Centuries. She had lived that way for centuries. And now, when she had finally pulled all the pieces back together….Finally carved out a tiny, quiet, peaceful existence for herself. She’d be damned before she ever went back to the way things had been.
“I am not some divine creature. I was not created with one sole purpose of servitude. We are not the same.” Her voice was strong, sure. She had thought long and hard over the years of the past and his duty had never been hers.
“You have changed.” He was displeased. Displeased by her apathy, by her new blatant disregard for his cause. “You once believed what we did was noble. Just. Now you throw it away as though it meant nothing.”
“Yes, I’ve changed. Nearly dying can do that to a person. And that’s what I am. A person.”
“You abandoned me.” His tone was accusatory and filled with hurt. “I thought we were to walk this path together.”
“Exactly! You thought! You never bothered to ask!” Her voice rose in both pitch and volume before she remembered herself. “You never asked what I wanted. Whether I was happy. Whether I was well after losing so much of myself. You didn’t care.”
Her eyes stung as all the feelings she’d buried more than a century ago came flooding back. The betrayal. The anger. The hurt. This man, who had once been like a brother to her. Her closest friend. Her partner. And he never cared to ask her what she wanted. What she needed.
“Do you truly think so ill of me? We were friends once, you and I.”
She couldn’t handle how soft his voice became, the vulnerability. It tugged at her heartstrings. Which made her angry.

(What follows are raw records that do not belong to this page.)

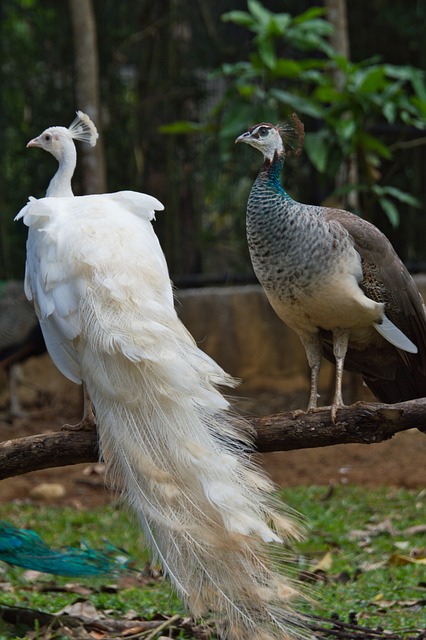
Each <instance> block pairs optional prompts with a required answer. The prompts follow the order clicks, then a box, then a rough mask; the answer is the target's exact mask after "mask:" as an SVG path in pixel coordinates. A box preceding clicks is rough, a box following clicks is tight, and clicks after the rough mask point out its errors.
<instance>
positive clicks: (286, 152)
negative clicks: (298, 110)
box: [276, 113, 305, 156]
mask: <svg viewBox="0 0 426 640" xmlns="http://www.w3.org/2000/svg"><path fill="white" fill-rule="evenodd" d="M276 129H277V130H278V131H279V132H280V135H281V137H282V139H283V142H284V146H285V147H286V155H287V156H289V155H291V154H293V155H295V156H298V155H300V154H301V153H302V148H303V142H304V140H305V128H304V126H303V122H301V121H300V120H299V118H298V116H297V114H296V113H292V114H291V115H290V116H289V117H288V118H287V120H285V121H284V122H283V123H282V124H279V125H277V127H276ZM288 147H290V149H291V150H288Z"/></svg>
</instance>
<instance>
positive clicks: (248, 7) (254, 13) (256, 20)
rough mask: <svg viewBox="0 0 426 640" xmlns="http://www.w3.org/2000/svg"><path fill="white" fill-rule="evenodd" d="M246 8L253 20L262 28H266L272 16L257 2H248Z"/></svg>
mask: <svg viewBox="0 0 426 640" xmlns="http://www.w3.org/2000/svg"><path fill="white" fill-rule="evenodd" d="M247 8H248V10H249V11H250V13H251V15H252V16H253V17H254V18H255V20H256V21H257V22H258V23H259V24H260V25H262V26H266V25H267V24H268V22H269V20H270V19H271V17H272V16H273V14H272V13H271V12H270V11H268V9H265V7H264V6H263V5H262V4H260V2H258V1H257V0H248V1H247Z"/></svg>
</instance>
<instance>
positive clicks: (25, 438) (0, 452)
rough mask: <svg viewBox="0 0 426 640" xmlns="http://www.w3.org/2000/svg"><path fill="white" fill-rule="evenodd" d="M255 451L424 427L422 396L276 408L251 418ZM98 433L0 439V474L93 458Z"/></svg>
mask: <svg viewBox="0 0 426 640" xmlns="http://www.w3.org/2000/svg"><path fill="white" fill-rule="evenodd" d="M249 424H250V425H251V426H252V427H253V429H254V431H255V446H256V448H257V450H258V451H259V452H267V451H290V450H294V449H309V448H314V447H326V446H329V445H334V444H348V443H362V444H373V443H377V442H383V441H384V440H388V439H389V438H392V436H394V435H395V434H396V433H398V432H399V431H405V430H407V429H412V428H415V427H417V428H419V429H420V430H422V431H425V432H426V398H422V399H418V400H410V401H408V402H401V403H399V404H393V405H389V404H378V403H365V402H358V403H356V404H354V405H352V406H350V407H344V408H342V409H339V410H338V412H337V420H336V423H335V424H333V423H332V422H331V421H330V410H329V409H318V410H317V411H315V412H314V413H304V412H292V413H280V414H277V415H272V416H265V417H262V418H250V419H249ZM98 455H99V454H98V449H97V435H96V432H95V431H94V430H93V431H69V430H66V429H64V430H62V431H57V432H55V433H47V434H41V435H37V436H30V437H27V438H17V439H15V440H8V441H6V442H2V443H0V480H3V479H4V478H10V477H12V476H16V475H20V474H23V473H28V472H29V471H36V470H39V469H48V468H51V467H62V466H66V465H71V464H78V463H81V462H86V463H89V462H96V461H97V460H98Z"/></svg>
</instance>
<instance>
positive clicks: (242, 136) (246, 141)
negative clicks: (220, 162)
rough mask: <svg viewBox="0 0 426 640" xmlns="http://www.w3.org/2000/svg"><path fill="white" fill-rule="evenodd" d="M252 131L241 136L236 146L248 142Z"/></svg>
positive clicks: (235, 142) (246, 132)
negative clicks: (247, 138) (239, 143)
mask: <svg viewBox="0 0 426 640" xmlns="http://www.w3.org/2000/svg"><path fill="white" fill-rule="evenodd" d="M250 135H251V134H250V131H246V132H245V133H242V134H241V135H240V136H238V138H237V139H236V140H235V144H236V143H237V142H247V138H249V137H250Z"/></svg>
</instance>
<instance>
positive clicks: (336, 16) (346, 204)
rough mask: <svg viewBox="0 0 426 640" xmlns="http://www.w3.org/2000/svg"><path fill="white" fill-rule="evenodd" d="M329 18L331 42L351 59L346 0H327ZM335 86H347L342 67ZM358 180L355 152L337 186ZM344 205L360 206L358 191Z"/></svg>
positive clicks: (340, 54)
mask: <svg viewBox="0 0 426 640" xmlns="http://www.w3.org/2000/svg"><path fill="white" fill-rule="evenodd" d="M325 8H326V11H327V20H328V21H329V22H330V23H331V24H332V25H333V27H334V30H333V33H332V35H331V36H330V44H331V46H332V47H333V49H334V50H335V52H336V53H337V54H338V55H339V56H343V57H344V58H347V59H348V60H349V58H350V44H349V31H348V17H347V11H346V0H325ZM334 86H335V87H336V89H337V90H338V91H342V90H343V88H344V86H345V74H344V73H343V72H342V71H341V70H340V69H335V71H334ZM357 182H358V161H357V157H356V154H355V153H352V154H351V155H350V156H349V157H348V158H346V160H345V161H344V162H343V163H342V165H341V167H340V169H339V171H338V173H337V175H336V188H337V189H338V188H339V187H343V186H346V185H347V184H357ZM342 206H343V207H346V206H349V207H350V208H352V209H356V208H358V207H359V198H358V193H357V192H356V191H355V190H354V191H350V192H349V193H348V195H347V196H346V202H343V203H342Z"/></svg>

“You allowed for me to be torn apart. Time and time again. You did nothing to stop it.” She was whispering now. Not fully prepared to make that admission.
“I did not know. I did not understand.” It was anguish. That is the only capable word of describing his tone. He was in anguish. He knelt in front of her, reaching out and covering her small hands with his own. “I am sorry.”
His eyes pleaded for forgiveness.
It would seem she wasn’t the only one who had changed. His eyes held so much sorrow now. They had never looked that way before. He had always been steadfast, confident. And, even in the darkest of moments, his eyes had held hope.
That hope was gone. Gone or buried.
Had her leaving caused this? Had she taken that spark with her when she’d fled?
She realized, she no longer knew him. This man who kneeled and held her hands in desperation. This man who begged her forgiveness. He was a stranger to her. A stranger who was leaving it up to her to decide what she wanted.
They were strangers now. But, perhaps, they did not need to be.